Pharmacokinetic considerations in antipsychotic augmentation strategies: How to combine risperidone with low-potency antipsychotics

Michael Paulzen, Georgios Schoretsanitis*, Benedikt Stegmann, Christoph Hiemke, Gerhard Gruender, Koen R. J. Schruers, Sebastian Walther, Sarah E. Lammertz, Ekkehard Haen

*Corresponding author for this work

Research output: Contribution to journalArticleAcademicpeer-review

5 Citations (Web of Science)

Abstract

Objectives: To investigate in vivo the effect of low-potency antipsychotics on metabolism of risperidone (RIS).

Methods: A therapeutic drug monitoring database containing plasma concentrations of RIS and its metabolite 9-OH-RIS of 1584 patients was analyzed. Five groups were compared; a risperidone group (n = 842) and four co-medication groups; a group co-medicated with chlorprothixene (n = 67), a group with levomepromazine (n = 32), a group with melperone (n = 46), a group with pipamperone (n = 63) and a group with prothipendyl (n = 24). Plasma concentrations, dose-adjusted plasma concentrations (C/D) of RIS, 9-OH-RIS and active moiety (RIS + 9-OH-RIS; AM) as well as the metabolic ratios (9-OH-RIS/RIS; MR) were computed.

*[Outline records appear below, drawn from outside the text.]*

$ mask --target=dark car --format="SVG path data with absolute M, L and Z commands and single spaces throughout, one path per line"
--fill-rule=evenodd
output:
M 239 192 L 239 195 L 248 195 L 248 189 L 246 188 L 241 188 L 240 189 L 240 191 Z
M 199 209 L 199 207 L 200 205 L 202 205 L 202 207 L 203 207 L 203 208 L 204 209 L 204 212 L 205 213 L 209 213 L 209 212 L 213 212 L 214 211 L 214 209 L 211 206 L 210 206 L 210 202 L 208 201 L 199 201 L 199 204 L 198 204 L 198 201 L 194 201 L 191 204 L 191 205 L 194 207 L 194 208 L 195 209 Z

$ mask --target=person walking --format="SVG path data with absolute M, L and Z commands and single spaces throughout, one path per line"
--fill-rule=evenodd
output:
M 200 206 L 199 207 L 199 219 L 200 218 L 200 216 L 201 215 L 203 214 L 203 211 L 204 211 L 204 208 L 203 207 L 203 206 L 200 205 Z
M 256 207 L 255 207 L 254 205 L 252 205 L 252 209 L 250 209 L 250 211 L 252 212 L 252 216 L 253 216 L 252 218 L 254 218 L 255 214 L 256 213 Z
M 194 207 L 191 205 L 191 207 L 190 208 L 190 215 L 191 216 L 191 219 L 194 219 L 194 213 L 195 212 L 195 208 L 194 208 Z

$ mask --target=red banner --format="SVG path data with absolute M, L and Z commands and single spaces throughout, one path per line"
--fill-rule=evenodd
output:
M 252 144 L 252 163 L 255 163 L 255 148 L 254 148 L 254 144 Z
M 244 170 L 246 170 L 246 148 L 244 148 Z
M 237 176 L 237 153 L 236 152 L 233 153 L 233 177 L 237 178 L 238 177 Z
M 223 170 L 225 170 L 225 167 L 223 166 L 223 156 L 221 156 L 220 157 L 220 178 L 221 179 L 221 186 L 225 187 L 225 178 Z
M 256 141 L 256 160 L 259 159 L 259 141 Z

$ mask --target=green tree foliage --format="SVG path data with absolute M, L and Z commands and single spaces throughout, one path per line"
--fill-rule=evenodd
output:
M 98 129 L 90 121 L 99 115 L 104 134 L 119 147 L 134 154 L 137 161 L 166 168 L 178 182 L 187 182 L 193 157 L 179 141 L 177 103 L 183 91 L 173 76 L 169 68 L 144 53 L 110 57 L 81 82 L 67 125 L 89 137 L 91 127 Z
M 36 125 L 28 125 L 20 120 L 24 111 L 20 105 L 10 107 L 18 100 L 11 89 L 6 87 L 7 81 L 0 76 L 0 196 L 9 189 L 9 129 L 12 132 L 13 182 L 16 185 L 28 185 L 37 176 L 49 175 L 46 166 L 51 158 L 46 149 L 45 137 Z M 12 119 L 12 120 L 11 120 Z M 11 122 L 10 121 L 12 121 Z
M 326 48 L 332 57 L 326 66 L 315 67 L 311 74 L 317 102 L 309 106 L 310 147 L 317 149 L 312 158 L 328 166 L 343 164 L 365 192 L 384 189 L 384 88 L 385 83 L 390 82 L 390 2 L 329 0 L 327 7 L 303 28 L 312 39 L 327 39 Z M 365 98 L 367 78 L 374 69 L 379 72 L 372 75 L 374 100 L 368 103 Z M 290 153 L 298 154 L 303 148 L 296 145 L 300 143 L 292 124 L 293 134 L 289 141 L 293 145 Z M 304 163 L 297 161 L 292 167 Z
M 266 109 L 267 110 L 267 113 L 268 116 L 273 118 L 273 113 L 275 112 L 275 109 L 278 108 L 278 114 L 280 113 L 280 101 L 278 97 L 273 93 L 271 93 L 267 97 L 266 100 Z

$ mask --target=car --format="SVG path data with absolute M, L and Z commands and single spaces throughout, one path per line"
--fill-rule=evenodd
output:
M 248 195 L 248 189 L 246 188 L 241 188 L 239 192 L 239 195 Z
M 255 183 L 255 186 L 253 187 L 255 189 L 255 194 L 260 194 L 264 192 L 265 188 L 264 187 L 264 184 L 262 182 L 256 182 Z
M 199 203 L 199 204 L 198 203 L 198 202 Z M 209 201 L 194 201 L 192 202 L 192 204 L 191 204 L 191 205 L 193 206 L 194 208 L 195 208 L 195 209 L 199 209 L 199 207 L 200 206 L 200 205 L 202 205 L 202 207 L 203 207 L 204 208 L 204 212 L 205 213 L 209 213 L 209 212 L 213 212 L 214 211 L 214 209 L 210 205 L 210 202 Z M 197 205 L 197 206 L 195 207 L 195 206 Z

Results: Differences in plasma concentrations were detected for AM and RIS. Pairwise comparisons revealed significant findings; RIS plasma concentrations were higher in co-medication groups than in monotherapy group. Chlorprothixene-and prothipendyl-medicated patients demonstrated no other differences. In the levomepromazine and melperone group plasma and C/D concentrations of AM and RIS were higher, while MRs were lower. For pipamperone, differences included higher C/D values of RIS and lower MRs.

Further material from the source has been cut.